Capítulo 4: La Casa de los Susurros
Volver a ese lugar no fue sencillo. Daniel se paró en medio de lo que alguna vez fue la sala, con el corazón martillando en el pecho, el aire olía a tierra húmeda. El silencio del lugar era antinatural, no había pájaros, ni viento, ni siquiera insectos, como si todo ser viviente evitara entrar a este espacio. Daniel cerró los ojos y trató de imaginar cómo se veía en su infancia. Recordó el sofá verde, la lámpara de pie, la risa de su madre, y luego, el grito. El cual había estado sepultado durante tantos años.
Avanzó hasta donde recordaba que estaba el baño, lugar donde su madre murió, el suelo estaba cubierto de raíces, pero al pisarlas, sintió una punzada en el estómago. Una visión repentina lo invadió, la bañera llena de sangre, su madre temblando mientras cantaba una canción de cuna que nunca terminaba. Y en la puerta, una figura oscura, mirando, sin hacer nada.
Daniel cayó de rodillas y vomitó. Algo se quebraba dentro de él, ya no sabía si lo que veía eran recuerdos, sueños o delirios inducidos por la entidad. Pero sí sabía, que de algún modo, todo comenzó aquí, esta tierra estaba marcada. Un sitio donde lo real y lo espectral se tocaban, entonces lo escuchó, un crujido, giró la cabeza y lo vio. Parado sobre los restos del marco de la puerta, estaba el ser alado. No se movía, no respiraba, solo lo observaba con esos ojos huecos, como dos pozos sin fondo. Esta vez, Daniel no huyó, se levantó, tembloroso, y habló. —¿Qué eres?—Su voz salió apenas como un susurro, pero fue suficiente.

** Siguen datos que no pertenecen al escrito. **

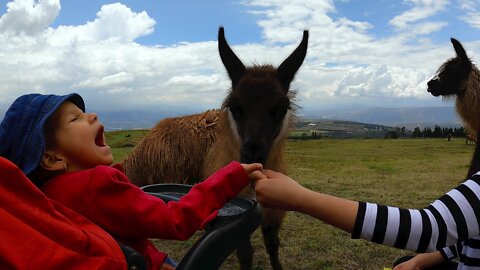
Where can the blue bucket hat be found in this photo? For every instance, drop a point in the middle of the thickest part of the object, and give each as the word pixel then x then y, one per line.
pixel 22 129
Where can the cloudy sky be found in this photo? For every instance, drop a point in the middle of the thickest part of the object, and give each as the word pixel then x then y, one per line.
pixel 152 54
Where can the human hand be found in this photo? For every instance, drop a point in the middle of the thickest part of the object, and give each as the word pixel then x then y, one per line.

La figura extendió lentamente sus alas. Una sombra se arrastró desde sus pies, oscureciendo el suelo como un derrame de tinta. —Soy lo que nace del dolor no resuelto—, Respondió con una voz que sonaba como si mil personas hablaran al mismo tiempo. —Soy el eco de tu culpa, la herida que no cerró. Fuiste testigo, ahora eres heraldo—. Daniel trato de retroceder, pero sus pies no obedecían, su cuerpo temblaba, paralizado dijo. —¿Por qué yo?, ¿Por qué sigues mostrándome esto?—La figura se inclinó levemente, sonriendo con una bocaz llena de sangre. —Porque tú no la salvaste, porque tú cerraste los ojos, porque en lo más profundo, querías olvidar, y yo me alimenté de eso—.
De repente, Daniel vio su reflejo en un charco entre las ruinas. Pero no era él, era la figura, sus alas, sus ojos vacíos, su silueta alargada, era como si poco a poco se estuvieran fundiendo. Cada muerte, cada sueño, cada recuerdo, lo acercaba más a ser el próximo portador de la maldición. El suelo tembló ligeramente, daniel cayó al suelo, y por un instante, se sintió como un niño de nuevo. Vulnerable, y roto, escuchando la canción de cuna de su madre, suave, y envolvente, hasta que se volvió un canto gutural, e incomprensible. Entendió que no bastaba con recordar, tenía que aceptar, enfrentar lo que no hizo, lo que su mente ocultó para sobrevivir. Y así, entre las ruinas y las sombras, Daniel se levantó con la determinación de alguien que ha cruzado un umbral. El cuervo de la ceniza no se había ido, solo estaba esperando y ahora, más que nunca, lo sentía muy dentro.